Cada año procuro acudir a algún acto en recuerdo del edil popular de Ermua que fue tan cruelmente secuestrado y asesinado en 1997, pese al clamor social que exigía su liberación. Imposible olvidar la tremenda tensión de aquellos días y, sobre todo, aquel desgarrador momento, cuando lo localizaron herido de muerte. Me encontraba en mi apartamento de Lavapiés, rodeada de compañeros de universidad, llorando de impotencia frente al televisor. Luego vinieron los abrazos, la rabia y las manos blancas.
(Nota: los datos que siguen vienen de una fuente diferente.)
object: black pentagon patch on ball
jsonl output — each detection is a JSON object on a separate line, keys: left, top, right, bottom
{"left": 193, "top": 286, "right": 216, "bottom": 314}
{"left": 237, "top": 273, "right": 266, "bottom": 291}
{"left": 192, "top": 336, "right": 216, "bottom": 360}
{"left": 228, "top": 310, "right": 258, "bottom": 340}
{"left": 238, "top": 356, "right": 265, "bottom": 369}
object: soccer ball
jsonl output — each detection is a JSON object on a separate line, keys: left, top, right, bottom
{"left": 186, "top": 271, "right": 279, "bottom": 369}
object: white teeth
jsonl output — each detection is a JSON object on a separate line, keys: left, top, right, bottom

Este 13 de julio, 27 años después, me acerqué al Monumento a las Víctimas del Terrorismo de Barcelona, ubicado en el parque de Can Dragó, para rendirle homenaje una vez más. Siempre siento una especial obligación de hacerlo y después, la tranquilidad de haber estado donde sin duda había que estar.
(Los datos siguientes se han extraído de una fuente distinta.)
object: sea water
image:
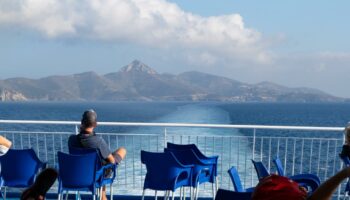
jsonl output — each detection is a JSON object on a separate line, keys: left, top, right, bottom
{"left": 1, "top": 102, "right": 350, "bottom": 194}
Temo que es algo que sucede con frecuencia, pero esta vez me molestó especialmente lo que percibí como una instrumentalización política de la figura de Miguel Ángel Blanco. Me molestó que se aprovechase el acto para lanzar ciertas soflamas contra el Gobierno. Y, a la vez, me entristeció constatar la ausencia de representantes de organizaciones políticas de izquierda.

Resulta muy frustrante que la insufrible polarización que padecemos haya alcanzado a quien constituye probablemente el mayor símbolo de dignidad colectiva de nuestra democracia. No recuerdo una unidad social y política tan firme como la de aquellos días tan dramáticos de 1997.
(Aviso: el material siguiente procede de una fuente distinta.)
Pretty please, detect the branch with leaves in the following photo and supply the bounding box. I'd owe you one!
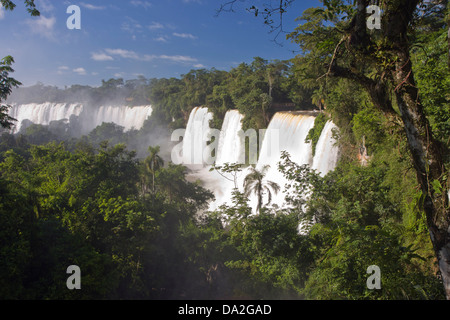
[0,0,40,16]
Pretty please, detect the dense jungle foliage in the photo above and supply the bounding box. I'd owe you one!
[0,0,449,299]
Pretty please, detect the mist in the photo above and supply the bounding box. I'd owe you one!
[3,78,174,161]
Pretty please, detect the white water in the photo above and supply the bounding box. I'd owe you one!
[90,105,153,131]
[203,109,247,210]
[312,120,340,176]
[9,103,84,133]
[215,110,245,166]
[181,107,214,167]
[8,102,153,133]
[253,113,316,209]
[181,109,340,213]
Es cierto que, con el tiempo, han sucedido y suceden cosas muy irritantes: desde los parece que desaparecidos ongi etorri hasta los 188 actos (pintadas, pancartas, manifestaciones, homenajes y hasta fiestas) de apoyo a ETA documentados por Covite en el primer semestre de 2024, pasando por la infamia que implicó la participación de EH Bildu en la elaboración de la denominada Ley de Memoria Democrática. Estos hechos y, desde luego, el silencio, la tibieza, la connivencia o incluso el apoyo explícito que reciben de ciertas fuerzas políticas, según los casos, merecen una condena sin paliativos. Pero todo tiene su momento.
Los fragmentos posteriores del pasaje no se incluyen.